According to the China Association of Automobile Manufacturers (CAAM), vehicle sales surged by 10.6% in the first quarter of 2024, reaching 6.72 million units compared to the same period the previous year. 

The sale of NEVs, in particular, has seen substantial growth, supported by the government’s push towards electric vehicles. The higher premiums associated with EVs and hybrid vehicles, due to the cost of batteries and spare parts, are expected to further drive growth in motor insurance.

The Chinese government has also implemented several initiatives to boost NEV sales. In June 2023, a purchase tax exemption of up to $4,188.5 was announced for vehicles bought between 1 January 2024 and 31 December 2025. 

Additionally, a vehicle trade-in subsidy of $1,396.2 was introduced in April 2024. 

The share of NEVs in total vehicle sales averaged 30% during the first ten months of 2023, with China’s global market share in new energy passenger vehicles increasing from 41% in 2020 to 65% in 2023.

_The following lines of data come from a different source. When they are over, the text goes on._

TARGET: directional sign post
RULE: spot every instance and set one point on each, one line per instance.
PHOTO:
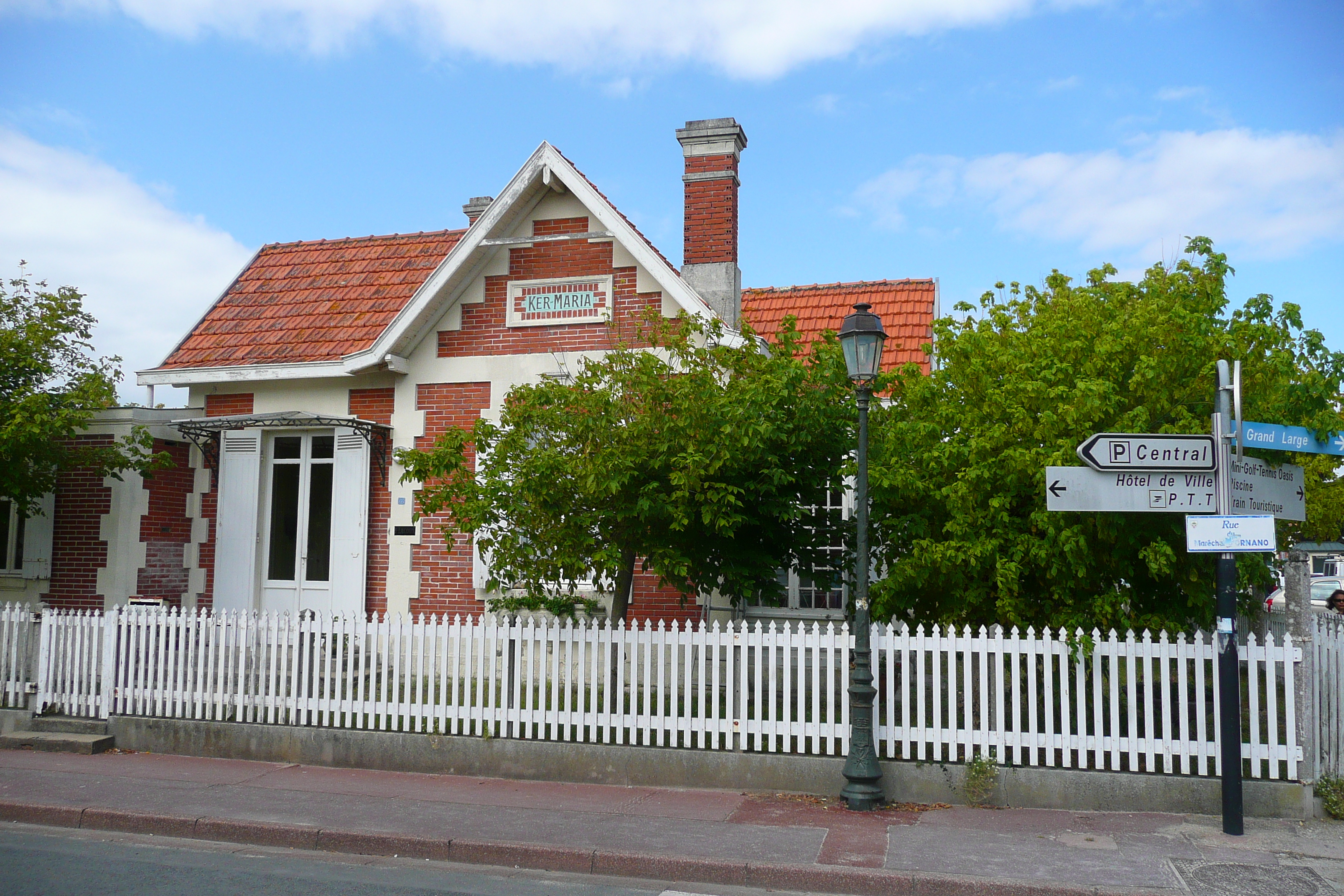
(1268, 488)
(1230, 534)
(1196, 475)
(1124, 452)
(1289, 438)
(1078, 488)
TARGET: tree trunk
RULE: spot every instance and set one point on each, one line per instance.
(624, 583)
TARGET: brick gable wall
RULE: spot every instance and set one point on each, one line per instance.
(375, 405)
(484, 331)
(445, 574)
(166, 530)
(77, 552)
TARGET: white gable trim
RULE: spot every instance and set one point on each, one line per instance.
(472, 253)
(545, 171)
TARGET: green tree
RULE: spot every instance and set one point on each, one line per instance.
(692, 456)
(50, 387)
(959, 456)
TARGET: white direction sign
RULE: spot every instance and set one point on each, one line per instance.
(1116, 452)
(1230, 534)
(1080, 488)
(1260, 488)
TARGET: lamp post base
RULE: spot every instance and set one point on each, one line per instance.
(862, 796)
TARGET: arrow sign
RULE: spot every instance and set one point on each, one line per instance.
(1080, 488)
(1273, 489)
(1289, 438)
(1116, 452)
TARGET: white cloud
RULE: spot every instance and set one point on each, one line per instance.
(1270, 195)
(1056, 85)
(746, 38)
(1172, 94)
(826, 104)
(147, 272)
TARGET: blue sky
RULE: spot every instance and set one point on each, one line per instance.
(147, 147)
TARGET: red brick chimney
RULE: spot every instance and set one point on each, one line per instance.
(710, 256)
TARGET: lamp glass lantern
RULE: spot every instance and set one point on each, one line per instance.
(862, 338)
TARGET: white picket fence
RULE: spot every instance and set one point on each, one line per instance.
(1131, 703)
(18, 641)
(1330, 692)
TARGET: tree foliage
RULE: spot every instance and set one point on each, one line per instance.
(959, 456)
(694, 457)
(50, 387)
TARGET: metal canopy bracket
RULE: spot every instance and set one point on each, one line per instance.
(205, 432)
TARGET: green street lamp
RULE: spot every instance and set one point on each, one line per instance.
(862, 338)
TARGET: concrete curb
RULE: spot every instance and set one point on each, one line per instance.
(827, 879)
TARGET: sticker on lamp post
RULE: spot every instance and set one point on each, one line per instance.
(1229, 534)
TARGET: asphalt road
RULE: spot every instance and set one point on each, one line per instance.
(56, 862)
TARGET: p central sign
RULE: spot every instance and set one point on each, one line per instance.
(1130, 452)
(546, 303)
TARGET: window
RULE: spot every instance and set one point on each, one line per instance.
(822, 588)
(11, 537)
(299, 540)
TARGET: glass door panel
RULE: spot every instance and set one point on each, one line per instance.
(299, 522)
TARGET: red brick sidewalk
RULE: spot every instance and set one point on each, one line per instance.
(708, 836)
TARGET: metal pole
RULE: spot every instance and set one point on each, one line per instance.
(1301, 625)
(862, 771)
(1229, 665)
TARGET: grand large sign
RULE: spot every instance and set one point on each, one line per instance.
(572, 300)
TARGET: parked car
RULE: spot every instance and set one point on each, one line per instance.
(1321, 589)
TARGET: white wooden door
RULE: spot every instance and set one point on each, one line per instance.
(296, 538)
(350, 523)
(236, 520)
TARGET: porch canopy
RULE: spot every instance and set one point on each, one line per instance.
(204, 432)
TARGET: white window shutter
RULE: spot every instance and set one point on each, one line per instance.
(236, 519)
(37, 539)
(480, 566)
(350, 522)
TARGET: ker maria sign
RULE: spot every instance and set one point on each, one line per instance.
(546, 303)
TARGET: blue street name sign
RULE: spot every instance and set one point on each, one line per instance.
(1289, 438)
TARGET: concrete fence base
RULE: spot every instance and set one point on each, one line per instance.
(928, 782)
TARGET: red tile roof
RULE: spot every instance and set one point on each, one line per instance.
(313, 301)
(905, 305)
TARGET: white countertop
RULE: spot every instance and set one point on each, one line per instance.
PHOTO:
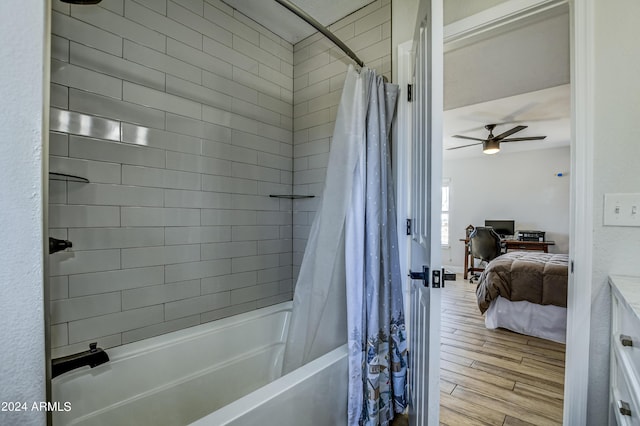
(629, 289)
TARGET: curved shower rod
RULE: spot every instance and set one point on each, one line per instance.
(318, 26)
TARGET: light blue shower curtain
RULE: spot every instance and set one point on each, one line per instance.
(377, 340)
(349, 282)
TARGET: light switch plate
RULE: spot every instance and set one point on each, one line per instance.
(622, 209)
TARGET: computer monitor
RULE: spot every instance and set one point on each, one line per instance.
(502, 227)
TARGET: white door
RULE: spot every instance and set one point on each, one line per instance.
(425, 198)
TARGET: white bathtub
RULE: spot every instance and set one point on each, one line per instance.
(220, 373)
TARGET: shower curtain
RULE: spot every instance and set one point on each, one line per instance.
(349, 286)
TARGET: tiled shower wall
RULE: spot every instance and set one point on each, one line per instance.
(319, 73)
(179, 112)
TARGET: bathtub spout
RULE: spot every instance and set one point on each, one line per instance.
(93, 357)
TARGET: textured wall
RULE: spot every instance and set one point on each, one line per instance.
(179, 113)
(616, 150)
(22, 367)
(319, 73)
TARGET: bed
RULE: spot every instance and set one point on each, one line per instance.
(526, 292)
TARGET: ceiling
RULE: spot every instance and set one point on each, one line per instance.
(287, 25)
(546, 112)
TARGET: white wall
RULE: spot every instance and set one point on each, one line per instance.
(180, 115)
(616, 136)
(519, 186)
(529, 58)
(22, 355)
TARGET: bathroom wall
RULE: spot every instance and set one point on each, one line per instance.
(179, 113)
(319, 73)
(23, 123)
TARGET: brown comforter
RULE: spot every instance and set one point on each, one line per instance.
(536, 277)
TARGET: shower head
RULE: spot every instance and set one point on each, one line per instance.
(82, 1)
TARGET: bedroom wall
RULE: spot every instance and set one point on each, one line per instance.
(529, 58)
(519, 186)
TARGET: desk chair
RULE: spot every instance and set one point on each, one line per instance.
(484, 244)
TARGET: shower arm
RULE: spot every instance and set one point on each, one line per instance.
(318, 26)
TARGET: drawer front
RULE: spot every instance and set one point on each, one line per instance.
(626, 336)
(623, 404)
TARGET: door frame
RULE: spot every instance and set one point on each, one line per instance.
(503, 18)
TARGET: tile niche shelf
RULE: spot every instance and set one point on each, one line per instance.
(67, 178)
(291, 197)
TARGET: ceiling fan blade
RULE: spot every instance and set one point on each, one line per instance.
(467, 137)
(530, 138)
(509, 133)
(464, 146)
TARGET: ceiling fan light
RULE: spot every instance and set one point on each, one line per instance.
(490, 147)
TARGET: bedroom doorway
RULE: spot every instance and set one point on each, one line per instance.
(496, 375)
(463, 294)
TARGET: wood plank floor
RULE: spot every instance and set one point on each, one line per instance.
(494, 377)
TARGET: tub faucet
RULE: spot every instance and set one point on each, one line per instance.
(93, 357)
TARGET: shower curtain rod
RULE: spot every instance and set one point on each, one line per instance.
(318, 26)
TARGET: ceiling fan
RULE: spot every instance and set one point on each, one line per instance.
(491, 144)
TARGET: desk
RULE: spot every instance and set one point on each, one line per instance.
(527, 245)
(508, 245)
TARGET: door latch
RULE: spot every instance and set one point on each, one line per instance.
(435, 279)
(424, 275)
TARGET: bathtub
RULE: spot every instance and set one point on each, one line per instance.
(226, 372)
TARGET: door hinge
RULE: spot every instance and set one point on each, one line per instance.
(435, 278)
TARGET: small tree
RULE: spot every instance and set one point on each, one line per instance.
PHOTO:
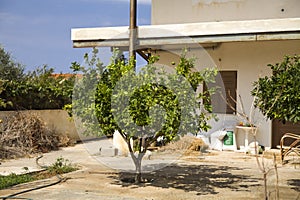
(143, 106)
(278, 96)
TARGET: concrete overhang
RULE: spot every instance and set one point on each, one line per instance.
(190, 33)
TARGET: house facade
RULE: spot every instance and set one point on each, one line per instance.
(246, 60)
(239, 37)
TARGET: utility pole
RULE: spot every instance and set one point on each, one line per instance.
(133, 29)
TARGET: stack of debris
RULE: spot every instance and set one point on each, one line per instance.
(25, 134)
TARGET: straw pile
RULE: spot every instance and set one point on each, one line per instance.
(24, 134)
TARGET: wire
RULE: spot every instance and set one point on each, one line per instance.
(12, 196)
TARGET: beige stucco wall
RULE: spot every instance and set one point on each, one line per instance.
(54, 119)
(250, 59)
(189, 11)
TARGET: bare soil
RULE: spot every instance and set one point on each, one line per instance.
(211, 175)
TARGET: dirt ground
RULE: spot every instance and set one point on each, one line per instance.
(212, 175)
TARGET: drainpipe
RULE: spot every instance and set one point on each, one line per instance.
(133, 29)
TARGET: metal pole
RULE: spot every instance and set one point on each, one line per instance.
(132, 29)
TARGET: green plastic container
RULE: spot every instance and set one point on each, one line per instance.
(228, 139)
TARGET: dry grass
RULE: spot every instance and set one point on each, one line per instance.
(25, 134)
(188, 143)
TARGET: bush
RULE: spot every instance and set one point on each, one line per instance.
(25, 134)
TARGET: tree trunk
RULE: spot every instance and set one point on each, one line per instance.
(266, 187)
(138, 170)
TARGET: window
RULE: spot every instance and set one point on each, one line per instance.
(224, 99)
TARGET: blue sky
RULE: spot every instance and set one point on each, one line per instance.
(37, 32)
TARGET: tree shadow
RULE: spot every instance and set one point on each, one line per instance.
(203, 179)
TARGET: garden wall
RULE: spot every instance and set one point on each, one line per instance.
(58, 120)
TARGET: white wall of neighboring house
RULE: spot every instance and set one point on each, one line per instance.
(249, 59)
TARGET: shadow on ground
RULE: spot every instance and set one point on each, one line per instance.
(295, 183)
(203, 179)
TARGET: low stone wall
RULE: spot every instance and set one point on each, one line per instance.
(54, 119)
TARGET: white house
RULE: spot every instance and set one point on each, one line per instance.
(240, 37)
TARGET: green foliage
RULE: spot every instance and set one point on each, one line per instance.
(278, 96)
(14, 179)
(61, 166)
(100, 86)
(38, 89)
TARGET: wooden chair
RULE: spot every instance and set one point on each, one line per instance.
(294, 145)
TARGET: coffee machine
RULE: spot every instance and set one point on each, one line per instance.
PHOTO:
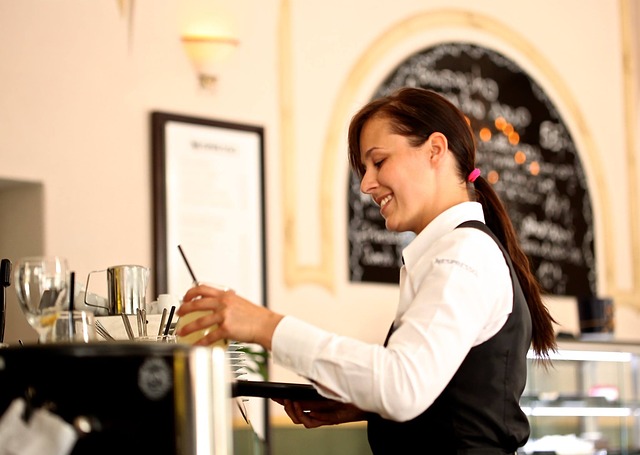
(126, 397)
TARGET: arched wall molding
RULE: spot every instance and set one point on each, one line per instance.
(323, 273)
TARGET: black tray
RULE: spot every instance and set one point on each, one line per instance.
(269, 389)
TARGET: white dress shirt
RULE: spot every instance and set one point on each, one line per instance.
(455, 293)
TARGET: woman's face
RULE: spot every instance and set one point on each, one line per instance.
(400, 178)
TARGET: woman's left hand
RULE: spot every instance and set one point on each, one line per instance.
(313, 414)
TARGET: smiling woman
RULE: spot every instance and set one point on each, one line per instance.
(524, 149)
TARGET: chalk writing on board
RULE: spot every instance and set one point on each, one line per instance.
(525, 150)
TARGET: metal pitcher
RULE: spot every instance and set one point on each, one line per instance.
(126, 288)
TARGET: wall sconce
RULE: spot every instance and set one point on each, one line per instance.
(206, 52)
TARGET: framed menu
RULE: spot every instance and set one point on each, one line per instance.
(208, 198)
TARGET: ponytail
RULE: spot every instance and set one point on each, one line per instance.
(497, 219)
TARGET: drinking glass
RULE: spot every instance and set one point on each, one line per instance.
(72, 326)
(41, 285)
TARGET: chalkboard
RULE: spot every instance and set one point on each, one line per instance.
(524, 149)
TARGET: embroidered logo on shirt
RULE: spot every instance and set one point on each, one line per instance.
(458, 263)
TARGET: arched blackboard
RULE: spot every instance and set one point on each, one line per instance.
(524, 149)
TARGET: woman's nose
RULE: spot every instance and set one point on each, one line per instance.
(368, 183)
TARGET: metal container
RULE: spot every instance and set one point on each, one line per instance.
(126, 289)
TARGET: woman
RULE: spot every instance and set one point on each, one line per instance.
(452, 370)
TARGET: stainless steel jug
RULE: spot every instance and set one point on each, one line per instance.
(126, 288)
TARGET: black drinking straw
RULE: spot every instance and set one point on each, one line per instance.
(71, 292)
(193, 276)
(168, 326)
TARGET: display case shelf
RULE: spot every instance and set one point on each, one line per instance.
(590, 390)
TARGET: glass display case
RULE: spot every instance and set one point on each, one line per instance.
(588, 396)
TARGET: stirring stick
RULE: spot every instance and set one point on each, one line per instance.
(193, 276)
(72, 277)
(168, 326)
(162, 321)
(127, 326)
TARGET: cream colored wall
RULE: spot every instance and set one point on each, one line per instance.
(80, 79)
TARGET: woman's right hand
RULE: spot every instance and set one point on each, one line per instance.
(317, 413)
(235, 317)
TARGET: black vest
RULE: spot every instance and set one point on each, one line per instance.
(478, 413)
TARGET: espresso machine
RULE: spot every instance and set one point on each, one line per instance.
(126, 397)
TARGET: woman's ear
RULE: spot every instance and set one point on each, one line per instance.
(438, 145)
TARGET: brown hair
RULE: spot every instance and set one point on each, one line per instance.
(417, 113)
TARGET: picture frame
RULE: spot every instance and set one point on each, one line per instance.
(208, 197)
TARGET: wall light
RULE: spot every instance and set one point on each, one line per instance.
(206, 53)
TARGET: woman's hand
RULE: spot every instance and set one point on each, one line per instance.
(236, 318)
(313, 414)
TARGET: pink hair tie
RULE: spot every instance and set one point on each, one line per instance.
(473, 175)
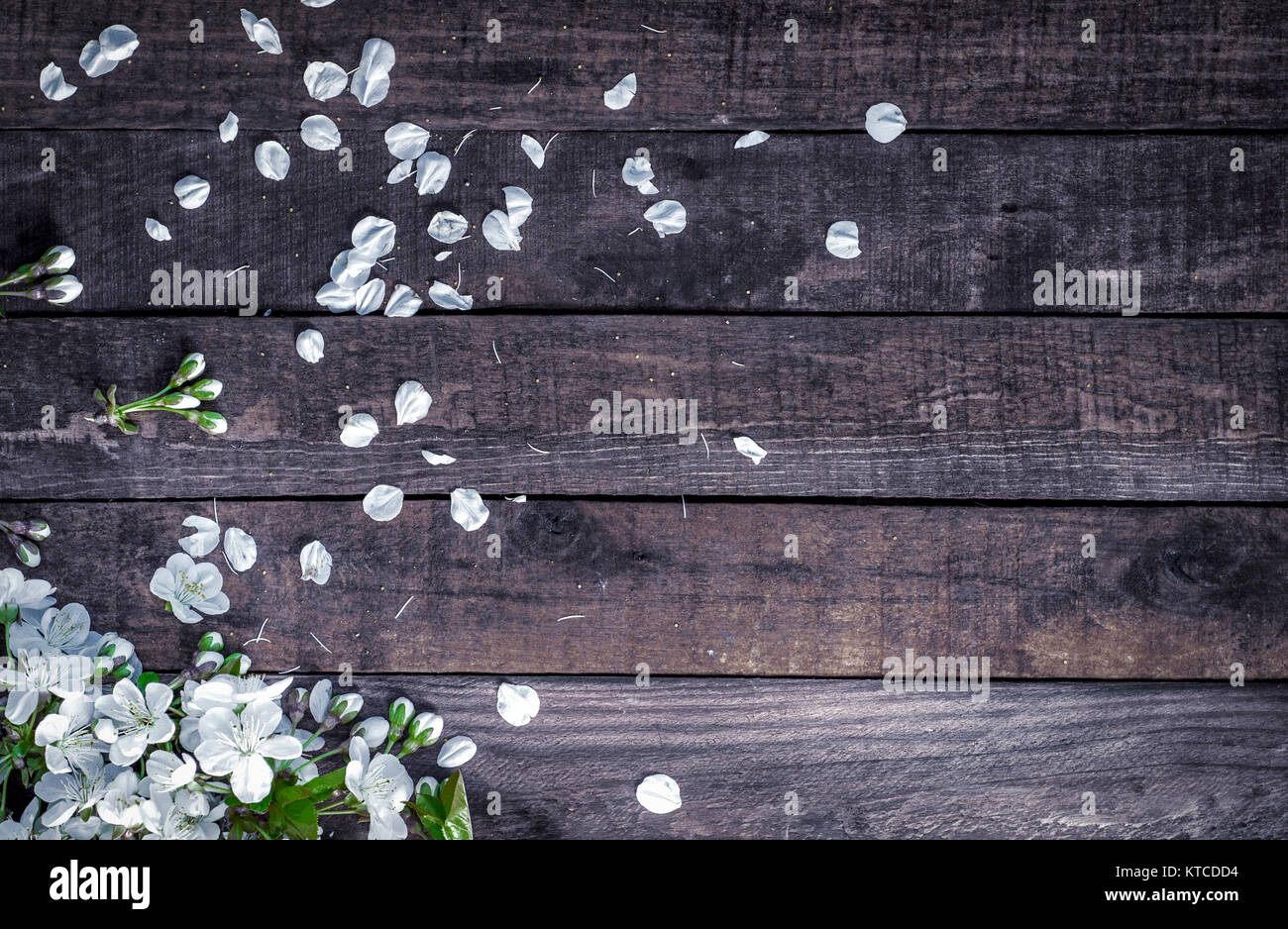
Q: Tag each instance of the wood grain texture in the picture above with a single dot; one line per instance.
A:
(1035, 409)
(1205, 240)
(1155, 63)
(1164, 761)
(1170, 593)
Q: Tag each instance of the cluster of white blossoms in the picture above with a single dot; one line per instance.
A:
(106, 751)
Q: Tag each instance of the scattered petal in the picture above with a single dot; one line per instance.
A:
(406, 141)
(411, 401)
(658, 794)
(842, 240)
(747, 447)
(621, 94)
(271, 159)
(885, 123)
(191, 190)
(668, 218)
(316, 563)
(516, 705)
(468, 508)
(360, 430)
(228, 128)
(308, 345)
(325, 80)
(53, 85)
(320, 133)
(382, 502)
(403, 302)
(447, 297)
(240, 550)
(750, 139)
(500, 232)
(156, 229)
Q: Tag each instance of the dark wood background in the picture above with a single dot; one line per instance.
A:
(1111, 673)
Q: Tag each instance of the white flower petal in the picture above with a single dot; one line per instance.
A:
(411, 401)
(747, 447)
(316, 563)
(449, 227)
(516, 705)
(842, 240)
(668, 218)
(320, 133)
(382, 502)
(447, 297)
(325, 80)
(240, 549)
(406, 141)
(228, 128)
(271, 159)
(885, 123)
(658, 794)
(53, 85)
(468, 508)
(308, 345)
(403, 302)
(455, 752)
(500, 232)
(432, 172)
(191, 190)
(360, 430)
(533, 150)
(621, 94)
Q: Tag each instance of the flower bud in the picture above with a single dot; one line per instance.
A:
(347, 706)
(189, 368)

However, the industry faces challenges due to a rise in road accidents. China recorded 1.75 million road accidents in 2023, an 8% increase from 2022, according to the Traffic Management Bureau of the Ministry of Public Security. 

This rise in accidents is expected to lead to higher claim payouts, prompting insurers to reassess their risk exposure and adjust premium prices accordingly, which could further support industry growth.

In terms of regulatory influences, the China Banking and Insurance Regulatory Commission adjusted the pricing coefficients for motor insurance from a range of 0.65-1.35 to 0.5-1.5 last May 2023.

This change allows insurers greater flexibility in setting premiums, particularly for high-risk commercial vehicles, and incentivizes safe driving by offering lower premiums to drivers with good habits.

“Growing demand for new and next-generation vehicles will support the growth of China’s motor insurance industry during the next five years. However, higher claim payouts due to inflation and rising road accidents are expected to impact the profitability of Chinese general insurers in the short term,” Sutirtha Dutta, Insurance Analyst at GlobalData said.